No they don’t actually, they sleep on bunks beds in the spare room

@ChorltonCreamery

OP posts:
ChorltonCreamery · 11/11/2022 21:50

Absolutely would never judge a victim. We don’t know the circumstances but I still wouldn’t want my child in this situation.

PickleRickBauble · 11/11/2022 21:50

I also think a man who insists that two toddlers - which is what they would have been, given the most generous time line - call him Daddy, when their own father was presumably abusive/a criminal being as he’s not allowed near them, when they wouldn’t have been together long, is a fucking huge red flag.

Ineverwannabelikeyou · 11/11/2022 21:52

PickleRickBauble · 11/11/2022 21:50

I also think a man who insists that two toddlers - which is what they would have been, given the most generous time line - call him Daddy, when their own father was presumably abusive/a criminal being as he’s not allowed near them, when they wouldn’t have been together long, is a fucking huge red flag.

Right, and that's got what to do with not letting his daughter stay?

Because you're saying the problem is him, now, not op, but then saying you can see why she can't stay over at their house? But she can stay with her dad, who is the problem in your opinion?

Ineverwannabelikeyou · 11/11/2022 21:54

ChorltonCreamery · 11/11/2022 21:50

Absolutely would never judge a victim. We don’t know the circumstances but I still wouldn’t want my child in this situation.

That's exactly what you're doing. You don't even know what the situation is, there is no apparent risk at all but you'd not want your child in it? If you're not judging victims what is it you're doing then?

1POTUS · 11/11/2022 21:55

Letthekidsplay · 11/11/2022 19:22

Really sad :( he obviously doesn’t consider your children to be his or think of himself as their dad so they basically have no dad - nice guy….

Oh give over.

I have 2 brothers. My parents are still together and my dad frequently did things one on one with us because he wanted to spend quality time with us alone as he was working lots.

Christ Evert time you go to Tesco do you drag your whole family out in case one thinks you don't love them as much?

People think they're so entitled to peoples time.

OP, YABU. Your partner has taken on your children and they call him dad or whatever, that doesn't mean he's not allowed one on one time with his bio children. You sound more needy than your children.

ChorltonCreamery · 11/11/2022 21:56

I am not judging. I don’t know of a specific risk but my instinct would be not to allow my children in this mix.

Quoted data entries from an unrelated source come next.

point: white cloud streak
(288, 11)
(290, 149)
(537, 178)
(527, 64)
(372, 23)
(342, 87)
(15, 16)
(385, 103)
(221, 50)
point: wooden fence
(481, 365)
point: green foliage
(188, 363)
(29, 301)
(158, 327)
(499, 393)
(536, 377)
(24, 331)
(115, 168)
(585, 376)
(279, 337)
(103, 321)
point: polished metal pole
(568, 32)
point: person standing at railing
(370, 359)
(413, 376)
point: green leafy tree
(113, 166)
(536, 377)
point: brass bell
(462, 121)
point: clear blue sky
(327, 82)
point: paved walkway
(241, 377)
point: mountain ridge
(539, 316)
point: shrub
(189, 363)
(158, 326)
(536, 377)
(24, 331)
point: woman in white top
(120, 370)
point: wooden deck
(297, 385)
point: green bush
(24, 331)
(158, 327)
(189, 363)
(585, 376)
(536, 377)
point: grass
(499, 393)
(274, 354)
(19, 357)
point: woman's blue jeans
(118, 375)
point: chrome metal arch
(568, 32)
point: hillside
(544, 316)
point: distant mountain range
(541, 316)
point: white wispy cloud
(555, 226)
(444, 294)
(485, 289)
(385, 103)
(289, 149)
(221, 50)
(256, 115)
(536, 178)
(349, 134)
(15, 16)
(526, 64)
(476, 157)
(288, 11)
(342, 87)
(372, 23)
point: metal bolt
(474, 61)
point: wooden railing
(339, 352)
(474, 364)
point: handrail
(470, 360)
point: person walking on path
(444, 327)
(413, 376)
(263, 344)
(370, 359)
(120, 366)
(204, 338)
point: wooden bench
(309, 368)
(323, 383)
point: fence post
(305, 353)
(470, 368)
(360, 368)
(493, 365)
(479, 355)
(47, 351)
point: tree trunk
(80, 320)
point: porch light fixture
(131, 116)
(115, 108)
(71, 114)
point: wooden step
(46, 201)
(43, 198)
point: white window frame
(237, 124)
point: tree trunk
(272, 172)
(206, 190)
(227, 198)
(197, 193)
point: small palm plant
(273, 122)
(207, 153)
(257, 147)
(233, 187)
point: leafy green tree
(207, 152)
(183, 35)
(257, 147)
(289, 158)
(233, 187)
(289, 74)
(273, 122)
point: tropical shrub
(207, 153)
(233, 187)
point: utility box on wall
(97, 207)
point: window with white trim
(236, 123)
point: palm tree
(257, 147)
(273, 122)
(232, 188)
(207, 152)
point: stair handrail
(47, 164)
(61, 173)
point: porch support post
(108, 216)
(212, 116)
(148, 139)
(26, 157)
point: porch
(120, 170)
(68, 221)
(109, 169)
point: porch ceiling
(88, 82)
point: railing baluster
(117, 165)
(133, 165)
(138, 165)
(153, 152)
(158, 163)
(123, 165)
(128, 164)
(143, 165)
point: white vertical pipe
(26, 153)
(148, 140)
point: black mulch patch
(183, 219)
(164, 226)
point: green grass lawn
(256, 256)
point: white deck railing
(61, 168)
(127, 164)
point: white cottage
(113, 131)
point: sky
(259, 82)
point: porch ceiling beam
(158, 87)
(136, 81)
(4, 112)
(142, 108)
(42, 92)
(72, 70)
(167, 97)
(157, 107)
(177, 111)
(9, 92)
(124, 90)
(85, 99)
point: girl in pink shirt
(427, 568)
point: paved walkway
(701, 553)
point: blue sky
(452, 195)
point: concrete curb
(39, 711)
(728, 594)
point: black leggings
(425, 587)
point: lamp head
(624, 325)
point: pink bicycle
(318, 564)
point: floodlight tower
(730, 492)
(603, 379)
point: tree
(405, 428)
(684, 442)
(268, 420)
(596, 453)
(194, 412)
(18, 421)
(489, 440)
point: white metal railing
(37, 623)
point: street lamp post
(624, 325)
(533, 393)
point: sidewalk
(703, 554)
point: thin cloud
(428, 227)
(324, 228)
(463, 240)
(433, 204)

Ineverwannabelikeyou · 11/11/2022 21:56

ChorltonCreamery · 11/11/2022 21:56

I am not judging. I don’t know of a specific risk but my instinct would be not to allow my children in this mix.

You wouldn't have a choice. You're making a judgment by saying you wouldn't allow your child in this mix.

ChorltonCreamery · 11/11/2022 21:59

I am not judging the OP and if I were the stepchild’s mother I might possibly have that choice taken from me by a family court.